In this one-man show, Christopher Peacock plays a man of the cloth struggling daily to overcome the temptations of the flesh. This is a strong performance of a well-written script tackling hefty issues. The agony of this constant battle is eloquently expressed in a poetic piece of writing and the production is slick: tightly directed and intimate.
There is another gear this production could reach, and it may be worth having an outside eye cast over it – a director who is not also the author, perhaps.
We meet the school chaplain in his drawing room, offering Hail Marys to The Blessed Virgin. An imagined visitor, Michael, arrives. In a one-sided exposition it becomes swiftly clear that the two are entangled sexually, and that the priest has resorted to self-flagellation to pay for his sins. In this post-Savile era I find myself speculating about whether Michael is a schoolboy, but it transpires that he’s one of the many rent boys the priest has been employing. After years of denial the man of god finally capitulated when turning forty. Then began the collapse of his faith. “What need did I have of faith when I had discovered the meaning of life? Joy! Paradise!”
The psychological torture when the sins of the flesh win over his celibate devotion to God are well expressed here. “If we find pleasure in men and give our body to them, then we have found God on earth, and we have no need of God in heaven.” The priest refers to Pascal’s wager: if you believe in God and you are wrong, you lose nothing. If you don’t believe in God and you’re wrong, you suffer eternal damnation. But Michael has challenged him, suggesting Pascal’s wager “points out not God’s existence, but man’s despair.” The priest, in terminal spiritual decline is “exhausted by a battle in which I am the only combatant”.
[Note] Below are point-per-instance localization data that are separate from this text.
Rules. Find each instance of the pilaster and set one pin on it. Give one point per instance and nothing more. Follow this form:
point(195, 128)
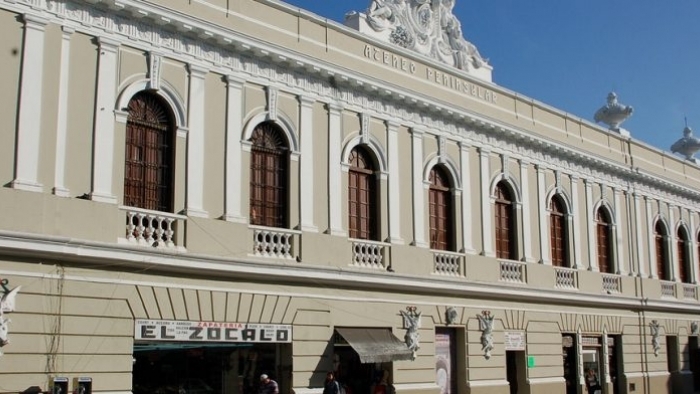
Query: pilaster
point(234, 126)
point(29, 112)
point(195, 142)
point(103, 133)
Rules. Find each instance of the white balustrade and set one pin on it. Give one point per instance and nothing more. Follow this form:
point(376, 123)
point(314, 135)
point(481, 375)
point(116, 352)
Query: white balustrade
point(368, 254)
point(273, 242)
point(566, 278)
point(690, 291)
point(447, 263)
point(612, 283)
point(512, 271)
point(152, 228)
point(668, 289)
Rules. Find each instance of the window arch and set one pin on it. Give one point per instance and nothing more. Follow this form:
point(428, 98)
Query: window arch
point(684, 244)
point(269, 163)
point(442, 235)
point(604, 236)
point(362, 196)
point(660, 236)
point(559, 234)
point(505, 222)
point(150, 153)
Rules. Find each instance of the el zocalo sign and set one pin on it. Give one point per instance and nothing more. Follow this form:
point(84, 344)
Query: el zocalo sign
point(199, 331)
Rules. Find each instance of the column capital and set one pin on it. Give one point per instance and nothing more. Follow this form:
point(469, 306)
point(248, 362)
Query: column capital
point(306, 101)
point(197, 70)
point(234, 81)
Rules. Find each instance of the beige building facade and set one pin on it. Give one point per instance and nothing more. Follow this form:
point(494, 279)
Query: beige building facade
point(199, 192)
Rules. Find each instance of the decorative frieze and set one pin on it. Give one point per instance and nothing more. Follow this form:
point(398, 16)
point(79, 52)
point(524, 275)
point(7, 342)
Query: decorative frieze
point(230, 53)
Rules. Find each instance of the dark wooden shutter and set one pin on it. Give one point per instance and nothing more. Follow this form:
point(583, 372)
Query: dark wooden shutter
point(440, 211)
point(362, 196)
point(660, 240)
point(149, 155)
point(268, 177)
point(505, 231)
point(559, 241)
point(604, 237)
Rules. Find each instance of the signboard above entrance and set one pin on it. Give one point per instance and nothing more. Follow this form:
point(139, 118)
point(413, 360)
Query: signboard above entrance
point(199, 331)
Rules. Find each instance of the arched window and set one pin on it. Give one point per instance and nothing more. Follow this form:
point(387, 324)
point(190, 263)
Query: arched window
point(558, 232)
point(604, 236)
point(683, 255)
point(269, 162)
point(660, 236)
point(149, 156)
point(362, 196)
point(505, 223)
point(441, 212)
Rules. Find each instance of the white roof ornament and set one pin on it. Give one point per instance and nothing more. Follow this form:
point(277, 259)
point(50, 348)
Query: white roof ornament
point(428, 27)
point(7, 304)
point(613, 114)
point(687, 146)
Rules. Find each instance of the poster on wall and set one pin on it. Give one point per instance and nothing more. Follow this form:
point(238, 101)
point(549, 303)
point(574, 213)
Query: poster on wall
point(200, 331)
point(443, 364)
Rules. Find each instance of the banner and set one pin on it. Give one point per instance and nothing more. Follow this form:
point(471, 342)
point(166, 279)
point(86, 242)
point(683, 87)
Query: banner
point(199, 331)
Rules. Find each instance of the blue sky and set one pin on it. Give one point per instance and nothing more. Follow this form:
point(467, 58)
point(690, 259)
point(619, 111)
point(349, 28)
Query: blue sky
point(571, 53)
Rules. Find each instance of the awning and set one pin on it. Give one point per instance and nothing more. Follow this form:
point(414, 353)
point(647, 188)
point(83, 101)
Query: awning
point(375, 345)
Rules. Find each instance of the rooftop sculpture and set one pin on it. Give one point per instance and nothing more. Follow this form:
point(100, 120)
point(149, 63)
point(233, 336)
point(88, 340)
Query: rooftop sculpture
point(613, 114)
point(688, 145)
point(428, 27)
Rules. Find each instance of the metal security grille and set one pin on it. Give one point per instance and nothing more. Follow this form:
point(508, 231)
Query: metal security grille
point(268, 177)
point(362, 196)
point(660, 241)
point(558, 233)
point(604, 234)
point(148, 171)
point(440, 207)
point(505, 231)
point(683, 256)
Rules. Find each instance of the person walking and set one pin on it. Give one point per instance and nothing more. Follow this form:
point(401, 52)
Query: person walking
point(332, 386)
point(268, 386)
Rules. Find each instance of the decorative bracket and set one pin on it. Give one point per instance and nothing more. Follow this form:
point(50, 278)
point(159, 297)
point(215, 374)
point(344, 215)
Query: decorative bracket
point(7, 305)
point(486, 327)
point(655, 342)
point(411, 323)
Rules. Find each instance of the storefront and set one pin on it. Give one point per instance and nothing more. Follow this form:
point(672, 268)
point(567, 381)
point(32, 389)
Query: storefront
point(189, 357)
point(363, 357)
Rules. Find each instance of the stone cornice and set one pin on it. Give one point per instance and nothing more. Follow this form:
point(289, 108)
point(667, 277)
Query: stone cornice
point(228, 52)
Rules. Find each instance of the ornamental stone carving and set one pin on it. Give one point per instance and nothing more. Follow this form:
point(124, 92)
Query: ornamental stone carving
point(7, 304)
point(688, 145)
point(655, 341)
point(613, 114)
point(411, 323)
point(428, 27)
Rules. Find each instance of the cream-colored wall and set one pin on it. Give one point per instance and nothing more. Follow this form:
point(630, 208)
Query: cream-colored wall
point(11, 46)
point(82, 77)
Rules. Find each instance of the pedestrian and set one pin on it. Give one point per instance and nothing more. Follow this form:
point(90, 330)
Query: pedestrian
point(332, 386)
point(268, 386)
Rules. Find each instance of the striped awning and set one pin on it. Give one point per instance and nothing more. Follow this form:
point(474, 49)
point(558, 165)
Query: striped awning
point(375, 345)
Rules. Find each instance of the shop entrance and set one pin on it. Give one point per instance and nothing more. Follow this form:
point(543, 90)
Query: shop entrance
point(593, 365)
point(570, 364)
point(516, 371)
point(615, 363)
point(209, 358)
point(363, 359)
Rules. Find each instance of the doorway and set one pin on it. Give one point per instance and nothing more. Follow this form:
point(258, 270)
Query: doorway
point(568, 343)
point(516, 371)
point(694, 356)
point(615, 363)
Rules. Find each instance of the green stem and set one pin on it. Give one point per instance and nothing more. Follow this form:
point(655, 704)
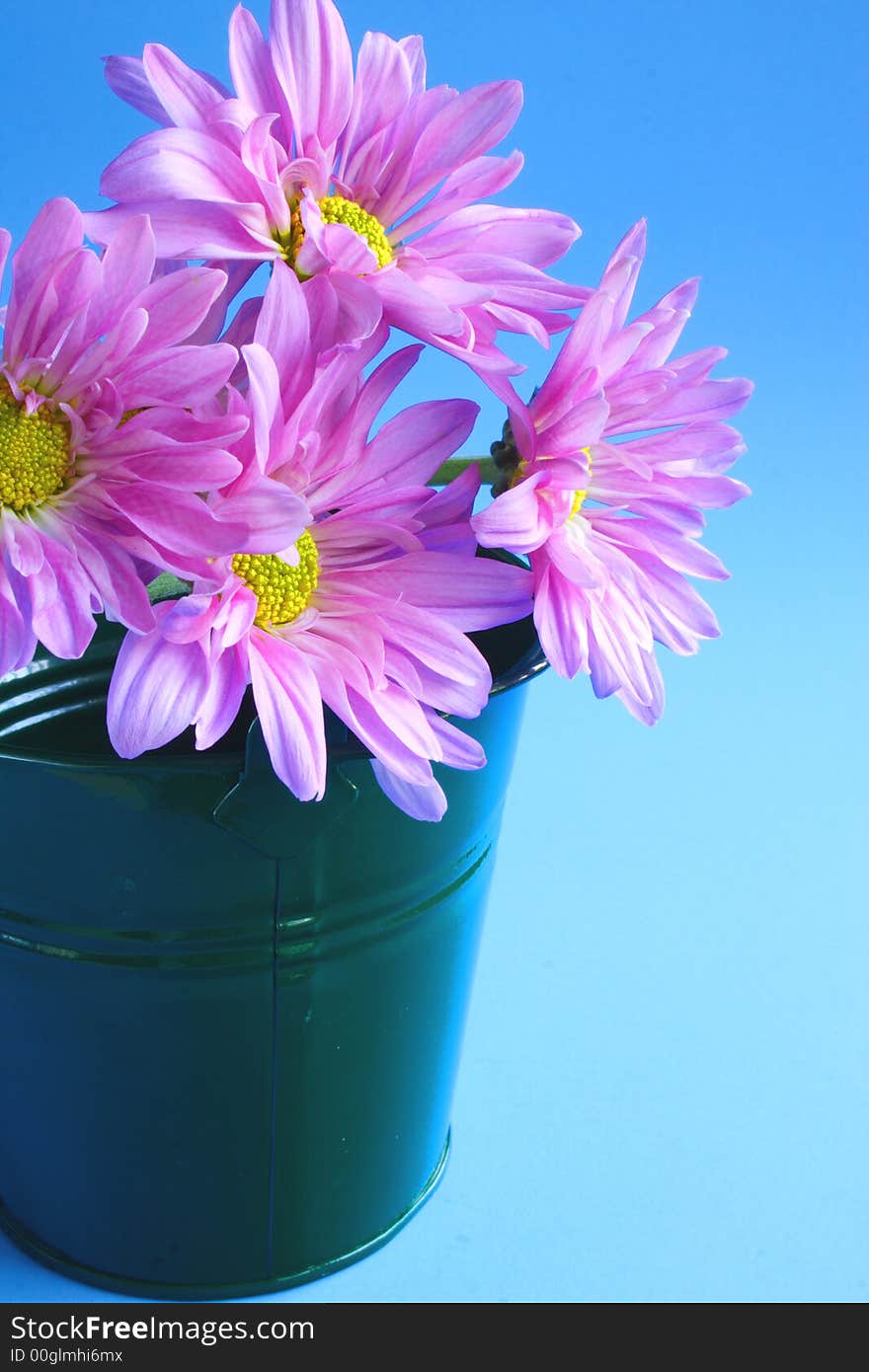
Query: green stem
point(457, 465)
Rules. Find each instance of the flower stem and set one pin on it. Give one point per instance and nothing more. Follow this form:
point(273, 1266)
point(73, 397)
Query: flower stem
point(457, 465)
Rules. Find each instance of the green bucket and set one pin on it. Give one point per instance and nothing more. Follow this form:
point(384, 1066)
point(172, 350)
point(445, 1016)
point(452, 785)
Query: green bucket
point(231, 1021)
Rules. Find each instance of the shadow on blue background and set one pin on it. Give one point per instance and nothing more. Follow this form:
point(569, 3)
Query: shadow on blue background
point(662, 1095)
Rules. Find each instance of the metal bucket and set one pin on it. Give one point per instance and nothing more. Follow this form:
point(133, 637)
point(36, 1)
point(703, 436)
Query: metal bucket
point(229, 1021)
Peacock allows this piece to breathe. His delivery is measured, controlled. But it is hard to connect other than intellectually with this flawed character. His pain is understood but not really felt. There is another gear this production could reach, and it may be worth having an outside eye cast over it – a director who is not also the author, perhaps.
Nonetheless, this is a strong piece of theatre and well worth the mental energy required of the audience. It certainly reminds us how compelling one-person shows can be.